Студопедия.Орг Главная | Случайная страница | Контакты | Мы поможем в написании вашей работы!  
 

Как следует поступать в случае крайней необходимости и неотвратимой иным путем опасности?



VII. 1. Существенно важнее вопрос о том, связывает ли нас закон о непротивлении при наличии большой и явной опасности. Ибо ведь даже некоторые законы божеские, хотя и изданные в общей форме, тем не менее включают молчаливое изъятие на случай крайней необходимости; так было постановлено еврейскими учителями о соблюдении субботы во времена асмонеев, откуда произошло известное изречение: "Смертельная опасность препятствует соблюдению субботы". У Синезия приводится следующее основание несоблюдения закона о субботе: "Если нашей жизни несомненно угрожает крайняя опасность"18. Указанное изъятие подтверждено самим Христом по поводу другого закона - о невкушении хлебов предложения. И еврейские учители, следуя в этом древнему преданию, вводят то же изъятие в закон о запретной пище и в некоторые другие законы ветхого завета не потому, что бог не имел права принудить нас подвергнуться неизбежной смерти, но так как по самому содержанию этих законов представляется невероятным, чтобы они включали столь суровое постановление, что еще менее свойственно чисто человеческим законам.

2. Я не отрицаю того, что и человеческие законы могут иногда вменять в обязанность под угрозой неминуемой смерти те или иные подвиги добродетели, как, например, законы, воспрещающие солдатам покидать сторожевой пост19; но нельзя приписывать такую волю законодателю опрометчиво, так как люди вынуждены облекать себя и других подобными ответственными полномочиями лишь постольку, поскольку этого требует крайняя необходимость. Ведь обычно при издании законов приходится все же принимать во внимание человеческую слабость. Закон же, о котором здесь идет речь, как видно, вводится волею тех, которые первоначально объединяются в гражданское общество и от коих право далее переходит на правительствующих. Если же им задать вопрос, будет ли им угодно возложить на всех граждан суровую обязанность при всех обстоятельствах предпочесть смерть необходимости вооруженного сопротивления насилию начальствующих лиц, то я не уверен, чтобы они ответили согласием, иначе как при условии, если сопротивление невозможно без причинения величайшего потрясения государству или гибели многих неповинных. Поэтому-то я не сомневаюсь, что при таких обстоятельствах милосердие побудит ввести в закон соответствующее изъятие.

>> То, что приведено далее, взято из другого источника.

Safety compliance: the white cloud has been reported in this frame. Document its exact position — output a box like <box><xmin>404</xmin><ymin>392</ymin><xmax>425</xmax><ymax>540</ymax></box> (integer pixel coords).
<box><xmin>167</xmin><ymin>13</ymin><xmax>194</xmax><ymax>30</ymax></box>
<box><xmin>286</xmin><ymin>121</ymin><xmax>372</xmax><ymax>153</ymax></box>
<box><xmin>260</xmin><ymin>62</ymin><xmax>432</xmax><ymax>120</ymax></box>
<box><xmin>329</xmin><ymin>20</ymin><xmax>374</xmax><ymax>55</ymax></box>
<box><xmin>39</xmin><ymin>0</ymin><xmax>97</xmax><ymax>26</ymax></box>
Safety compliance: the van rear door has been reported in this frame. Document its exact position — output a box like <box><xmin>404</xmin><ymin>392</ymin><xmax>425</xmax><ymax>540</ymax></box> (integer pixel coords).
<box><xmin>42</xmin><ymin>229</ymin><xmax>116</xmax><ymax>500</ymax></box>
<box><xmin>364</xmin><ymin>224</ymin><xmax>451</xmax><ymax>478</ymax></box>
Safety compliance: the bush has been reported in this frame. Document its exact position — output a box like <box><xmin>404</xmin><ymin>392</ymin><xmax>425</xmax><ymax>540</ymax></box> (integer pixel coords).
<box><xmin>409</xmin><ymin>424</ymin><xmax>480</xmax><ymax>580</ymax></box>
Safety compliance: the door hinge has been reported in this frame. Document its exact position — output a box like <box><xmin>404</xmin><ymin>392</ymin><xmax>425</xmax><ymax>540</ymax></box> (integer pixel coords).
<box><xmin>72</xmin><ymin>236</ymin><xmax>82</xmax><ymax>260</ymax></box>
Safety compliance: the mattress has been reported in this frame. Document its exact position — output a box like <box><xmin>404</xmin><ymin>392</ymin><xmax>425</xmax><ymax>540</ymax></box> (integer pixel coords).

3. Быть может, кто-нибудь возразит, что столь суровая обязанность при всех обстоятельствах предпочесть смерть необходимости отражать насилие начальствующих лиц имела источником не человеческий, но божеский закон. Однако же необходимо отметить, что первоначально люди объединились в государство не по божественному повелению, но добровольно, убедившись на опыте в бессилии отдельных рассеянных семейств против насилия, откуда ведет свое происхождение гражданская власть, которую поэтому апостол Петр называет человеческим установлением (посл. I, II, 13), хотя в иных местах она и называется божественным установлением, потому что бог одобрил ее как благодетельную для человечества. Господь же, одобряя человеческий закон, надо полагать, одобряет его как закон человеческий и по-человечески,

4. Барклай, решительный сторонник царской власти, однако же, снисходит до того, что предоставляет народу и его знатнейшей части право самозащиты против бесчеловечной жестокости, хотя он и признает, что весь народ подчинен царю ("Против тираноборцев", кн. III, гл. 8 и кн. VI, гл. гл. 23 и 24). Я отлично понимаю, что чем выше охраняемое благо, тем выше должна быть справедливость, допускающая изъятие из буквального смысла закона; тем не менее я едва ли возьму на себя смелость осудить огульно как отдельных граждан, так и меньшинство народа, прибегавших когда-либо к самозащите в состоянии крайней необходимости, не упуская из вида уважения к общему благу. Так, например, Давид, который, за немногими исключениями, дает образец жизни согласно точному смыслу закона, сначала окружил себя четырьмястами вооруженных воинов, а затем и несколько более значительным числом их (I Самуил, XXII, 2 и XXIII, 13) исключительно для отражения насилия в случае нападения. Но тут же следует указать, что Давид прибег к такому средству только после предупреждения со стороны Ионафана и окончательно убедившись путем множества иных несомненных доказательств, что Саул угрожает его жизни. И все же он не напал на города, не воспользовался возможностью вступить в сражение, но искал убежища то в недоступной местности, то у чужеземных народов, свято соблюдая предосторожности, чтобы не причинить вреда своим единоплеменникам.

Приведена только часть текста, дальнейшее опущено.